体幹の筋肉は、脳の中でも大脳皮質と呼ばれる運動の司令を出す神経の数が上肢に比較して、割合が非常に少ないため、意識的に使うことが難しい部位の一つです。
ただし、あらゆる競技において体幹をどのように使うかによって、パフォーマンスは大きく変わってきます。
今回は、カヌー競技を例に考えてみます。
カヌー競技はパドルをまっすぐ引いて進むものと思っている方が非常に多いのですが、実は腕の力よりも体幹の回旋の動きによって大きな力を生み出しています。
特に、体幹の回旋を生み出すためには外腹斜筋と内腹斜筋が協調的に働くことによって、背骨を軸として強い力を生み出しています。
また、腹斜筋だけでなく、腹斜筋と前鋸筋を連動させることで上肢と体幹の力を連動させて安定を作ることができます。
お腹の正面にある腹直筋を使い、体幹を垂直方向で安定させて、さらに腹斜筋によって回旋運動を生み出すことによって効率の良い動きを作っています。

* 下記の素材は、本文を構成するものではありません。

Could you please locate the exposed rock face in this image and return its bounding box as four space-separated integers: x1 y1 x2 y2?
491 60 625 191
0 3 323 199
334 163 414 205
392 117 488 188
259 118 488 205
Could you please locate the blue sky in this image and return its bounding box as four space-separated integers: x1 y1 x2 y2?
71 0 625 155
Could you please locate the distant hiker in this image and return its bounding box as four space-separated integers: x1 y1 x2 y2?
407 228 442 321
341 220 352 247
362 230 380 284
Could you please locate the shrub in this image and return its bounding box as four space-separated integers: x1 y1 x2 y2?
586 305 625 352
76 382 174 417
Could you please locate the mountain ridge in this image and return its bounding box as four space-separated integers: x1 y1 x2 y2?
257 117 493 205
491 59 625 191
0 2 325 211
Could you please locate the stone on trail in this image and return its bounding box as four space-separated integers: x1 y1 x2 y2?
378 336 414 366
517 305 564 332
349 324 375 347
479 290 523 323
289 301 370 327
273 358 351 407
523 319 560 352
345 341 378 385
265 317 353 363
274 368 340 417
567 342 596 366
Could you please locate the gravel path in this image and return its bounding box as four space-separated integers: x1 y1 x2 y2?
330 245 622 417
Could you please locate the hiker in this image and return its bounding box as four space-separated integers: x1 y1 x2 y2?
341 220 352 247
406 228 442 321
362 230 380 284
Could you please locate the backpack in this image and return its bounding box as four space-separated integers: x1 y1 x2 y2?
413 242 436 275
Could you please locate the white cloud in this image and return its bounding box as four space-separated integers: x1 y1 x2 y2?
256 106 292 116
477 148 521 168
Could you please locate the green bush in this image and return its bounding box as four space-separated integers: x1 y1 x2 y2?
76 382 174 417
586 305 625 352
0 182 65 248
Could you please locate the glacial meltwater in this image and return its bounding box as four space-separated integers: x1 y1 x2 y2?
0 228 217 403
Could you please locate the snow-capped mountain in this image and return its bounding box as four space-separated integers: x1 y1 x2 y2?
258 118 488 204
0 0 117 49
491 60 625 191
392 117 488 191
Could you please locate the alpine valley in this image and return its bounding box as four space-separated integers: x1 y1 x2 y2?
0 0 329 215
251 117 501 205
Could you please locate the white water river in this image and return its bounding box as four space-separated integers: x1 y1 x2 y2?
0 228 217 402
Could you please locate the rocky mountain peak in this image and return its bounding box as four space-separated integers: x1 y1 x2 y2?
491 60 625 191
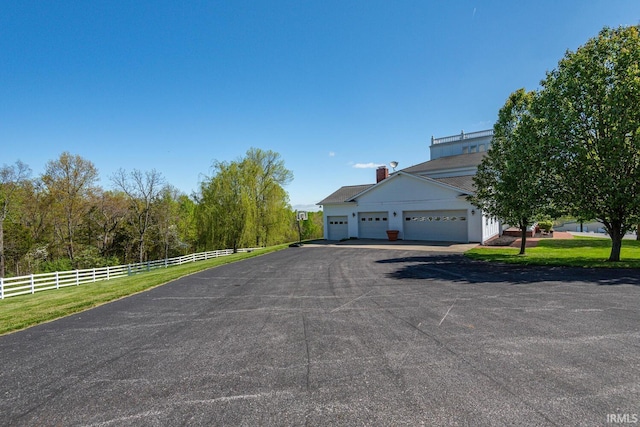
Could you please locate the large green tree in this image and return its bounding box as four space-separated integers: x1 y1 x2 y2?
42 152 98 263
534 27 640 261
198 162 252 251
111 169 164 262
469 89 549 255
0 160 31 277
197 148 292 249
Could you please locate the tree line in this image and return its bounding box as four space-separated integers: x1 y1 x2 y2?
470 26 640 261
0 148 323 277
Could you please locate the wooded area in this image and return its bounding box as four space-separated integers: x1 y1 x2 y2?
0 148 323 277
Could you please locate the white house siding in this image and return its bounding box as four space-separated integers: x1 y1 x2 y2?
336 175 482 242
358 212 389 239
323 203 358 240
327 215 349 240
402 210 469 242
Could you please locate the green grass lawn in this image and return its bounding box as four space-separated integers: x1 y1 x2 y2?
465 237 640 268
0 245 287 335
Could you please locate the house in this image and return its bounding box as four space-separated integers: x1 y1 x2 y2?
318 130 500 243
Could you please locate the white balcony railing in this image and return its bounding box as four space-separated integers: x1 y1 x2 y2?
431 129 493 144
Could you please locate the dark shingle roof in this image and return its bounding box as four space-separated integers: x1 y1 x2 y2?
432 175 476 193
317 184 375 205
402 152 487 174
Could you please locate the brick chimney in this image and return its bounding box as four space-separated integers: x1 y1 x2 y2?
376 166 389 183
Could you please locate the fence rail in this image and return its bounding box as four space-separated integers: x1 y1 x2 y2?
0 248 255 299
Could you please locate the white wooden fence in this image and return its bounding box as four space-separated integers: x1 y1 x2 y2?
0 249 255 299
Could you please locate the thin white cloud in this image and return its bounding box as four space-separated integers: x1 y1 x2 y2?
353 163 383 169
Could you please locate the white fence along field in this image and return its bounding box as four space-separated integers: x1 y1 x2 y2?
0 249 255 299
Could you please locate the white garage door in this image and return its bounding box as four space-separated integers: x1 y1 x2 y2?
327 216 349 240
403 211 469 242
358 212 389 239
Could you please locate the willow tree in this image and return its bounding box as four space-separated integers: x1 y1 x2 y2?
242 148 293 246
198 161 251 252
536 27 640 261
469 89 550 255
197 148 292 249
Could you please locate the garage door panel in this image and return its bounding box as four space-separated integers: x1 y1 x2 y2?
403 210 468 242
327 216 349 240
358 212 389 239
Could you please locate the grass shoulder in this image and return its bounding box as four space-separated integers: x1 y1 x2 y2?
0 245 288 335
465 236 640 268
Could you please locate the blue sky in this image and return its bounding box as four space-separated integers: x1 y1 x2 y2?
0 0 640 209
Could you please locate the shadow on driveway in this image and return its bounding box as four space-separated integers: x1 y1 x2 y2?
377 254 640 286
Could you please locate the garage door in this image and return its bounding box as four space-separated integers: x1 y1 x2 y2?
358 212 389 239
327 216 349 240
403 210 469 242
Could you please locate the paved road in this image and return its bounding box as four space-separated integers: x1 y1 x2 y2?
0 246 640 426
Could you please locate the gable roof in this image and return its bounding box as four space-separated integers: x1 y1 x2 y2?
317 184 375 205
402 152 487 174
431 175 476 193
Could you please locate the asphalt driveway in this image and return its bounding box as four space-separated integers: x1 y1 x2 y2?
0 246 640 426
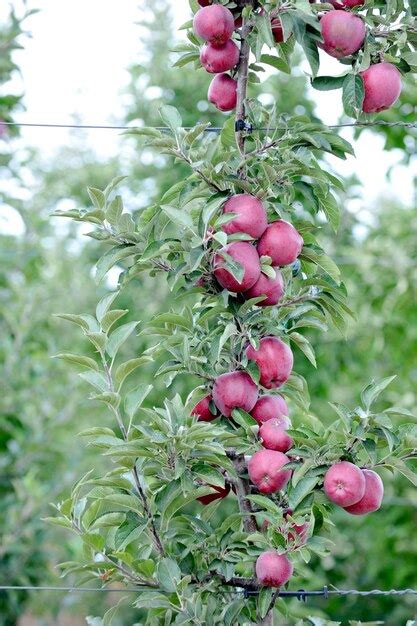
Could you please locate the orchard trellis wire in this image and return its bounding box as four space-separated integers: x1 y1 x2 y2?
2 120 417 133
0 585 417 602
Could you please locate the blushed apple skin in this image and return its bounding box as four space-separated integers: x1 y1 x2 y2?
251 394 291 428
248 449 291 493
257 220 304 266
361 63 402 113
345 469 384 515
320 11 366 59
255 550 293 587
193 4 235 46
191 395 217 422
324 461 365 508
214 241 261 293
246 337 294 389
200 39 240 74
259 418 294 452
207 74 237 112
213 371 258 417
222 193 268 239
243 267 285 307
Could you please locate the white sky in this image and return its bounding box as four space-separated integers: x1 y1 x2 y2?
0 0 417 225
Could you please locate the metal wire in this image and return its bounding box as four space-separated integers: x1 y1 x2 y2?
0 120 417 133
0 585 417 602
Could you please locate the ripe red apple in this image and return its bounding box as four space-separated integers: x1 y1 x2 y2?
207 73 237 111
259 417 294 452
257 220 304 265
328 0 365 9
193 4 235 46
362 63 401 113
324 461 365 508
255 550 293 587
246 337 294 389
248 450 291 493
243 267 284 306
320 11 366 59
200 39 240 74
191 395 217 422
222 193 268 239
213 371 258 417
197 484 230 505
214 241 261 293
345 470 384 515
251 395 291 428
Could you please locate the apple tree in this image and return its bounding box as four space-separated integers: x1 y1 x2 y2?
51 0 417 625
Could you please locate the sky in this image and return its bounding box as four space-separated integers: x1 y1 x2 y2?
0 0 417 236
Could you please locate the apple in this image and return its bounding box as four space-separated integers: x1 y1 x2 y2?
361 63 401 113
255 550 293 587
191 395 217 422
207 74 237 111
257 220 304 265
345 469 384 515
243 267 284 306
222 193 268 239
197 484 230 505
248 450 291 493
193 4 235 46
328 0 365 9
320 11 366 59
213 371 258 417
251 394 291 428
246 337 294 389
214 241 261 293
259 417 294 452
200 39 240 74
324 461 366 508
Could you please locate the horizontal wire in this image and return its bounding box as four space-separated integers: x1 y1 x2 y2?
0 584 417 600
0 120 417 133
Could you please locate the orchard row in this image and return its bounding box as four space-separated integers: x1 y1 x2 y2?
188 194 383 586
193 0 401 113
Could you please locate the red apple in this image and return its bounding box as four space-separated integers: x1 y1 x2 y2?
193 4 235 46
320 11 366 59
257 220 304 265
345 470 384 515
324 461 366 508
362 63 401 113
328 0 365 9
222 193 268 239
255 550 293 587
197 484 230 505
251 395 291 428
213 371 258 417
191 395 217 422
214 241 261 293
243 267 284 306
248 450 291 493
259 417 294 452
207 74 237 111
246 337 294 389
200 39 240 74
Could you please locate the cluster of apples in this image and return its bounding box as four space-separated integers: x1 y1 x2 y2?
194 0 401 113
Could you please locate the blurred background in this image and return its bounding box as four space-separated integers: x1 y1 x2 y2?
0 0 417 626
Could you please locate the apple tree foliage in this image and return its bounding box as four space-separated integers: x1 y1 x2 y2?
51 1 417 624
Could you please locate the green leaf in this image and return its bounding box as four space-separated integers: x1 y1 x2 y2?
156 558 181 593
52 352 99 371
106 322 139 358
115 356 152 386
159 104 182 132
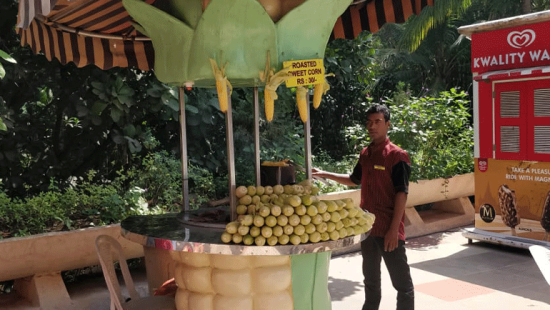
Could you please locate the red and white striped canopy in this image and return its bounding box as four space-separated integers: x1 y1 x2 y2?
17 0 434 70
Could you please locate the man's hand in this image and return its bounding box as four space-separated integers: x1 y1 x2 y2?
384 228 399 252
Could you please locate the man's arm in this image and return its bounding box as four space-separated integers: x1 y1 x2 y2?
311 163 361 186
384 161 411 252
384 192 407 252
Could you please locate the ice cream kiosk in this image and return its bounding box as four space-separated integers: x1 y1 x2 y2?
458 11 550 248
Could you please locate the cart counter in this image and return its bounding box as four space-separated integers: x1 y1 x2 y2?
121 214 368 310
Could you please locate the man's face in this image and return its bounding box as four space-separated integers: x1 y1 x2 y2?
367 113 390 142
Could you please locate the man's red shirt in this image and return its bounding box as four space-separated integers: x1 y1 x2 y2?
350 138 411 240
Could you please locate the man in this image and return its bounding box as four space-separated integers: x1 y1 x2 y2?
313 104 414 310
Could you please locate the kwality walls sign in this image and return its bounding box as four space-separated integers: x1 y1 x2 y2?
472 22 550 73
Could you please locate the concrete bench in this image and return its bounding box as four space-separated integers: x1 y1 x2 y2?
0 224 143 309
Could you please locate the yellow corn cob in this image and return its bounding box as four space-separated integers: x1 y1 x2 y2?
296 86 307 123
210 58 233 113
313 79 330 109
260 51 291 122
264 89 277 122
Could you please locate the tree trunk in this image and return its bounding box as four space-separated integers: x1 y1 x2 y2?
522 0 531 14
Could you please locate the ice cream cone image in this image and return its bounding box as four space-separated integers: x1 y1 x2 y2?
498 184 520 236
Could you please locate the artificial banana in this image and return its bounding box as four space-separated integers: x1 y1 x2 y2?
260 51 291 122
210 58 233 113
313 73 334 109
296 86 307 123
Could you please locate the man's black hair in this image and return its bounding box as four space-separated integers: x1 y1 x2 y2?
367 103 390 122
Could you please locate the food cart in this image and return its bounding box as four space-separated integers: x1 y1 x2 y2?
458 11 550 248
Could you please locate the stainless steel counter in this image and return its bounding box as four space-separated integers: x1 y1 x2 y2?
121 213 369 255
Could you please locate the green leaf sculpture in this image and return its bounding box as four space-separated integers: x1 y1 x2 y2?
122 0 351 87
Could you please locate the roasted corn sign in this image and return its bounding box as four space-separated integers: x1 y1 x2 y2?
475 158 550 244
283 59 325 87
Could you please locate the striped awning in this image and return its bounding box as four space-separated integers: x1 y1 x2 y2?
332 0 434 39
17 0 156 70
17 0 434 71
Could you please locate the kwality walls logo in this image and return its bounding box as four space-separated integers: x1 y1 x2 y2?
508 29 537 49
472 23 550 72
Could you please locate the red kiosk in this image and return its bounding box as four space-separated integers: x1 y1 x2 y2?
458 11 550 248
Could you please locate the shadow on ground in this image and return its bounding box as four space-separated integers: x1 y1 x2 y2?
410 242 550 304
328 277 363 301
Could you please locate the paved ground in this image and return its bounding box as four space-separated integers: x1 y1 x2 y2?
0 225 550 310
329 225 550 310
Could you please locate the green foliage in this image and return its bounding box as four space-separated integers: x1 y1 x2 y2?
0 50 17 131
311 32 379 159
0 176 161 237
115 151 215 212
346 84 474 181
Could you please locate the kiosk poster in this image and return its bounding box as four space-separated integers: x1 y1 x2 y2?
475 158 550 242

体幹の動きに上肢を固定させることによって、パドルから水中へと力を伝えているのです。
実際に体幹の回転モーメントを考えると、背骨を回転の支点と考えると腹斜筋が付着している部分の方が、脊柱起立筋が付着している部分よりも遠くに位置しているため、腹斜筋によ体幹回旋モーメントが大きくなることがわかります。
体幹の回旋動作は神経学的に難しい動きではありますが、使えるようになると高いパフォーマンスを発揮することができるようになるのです。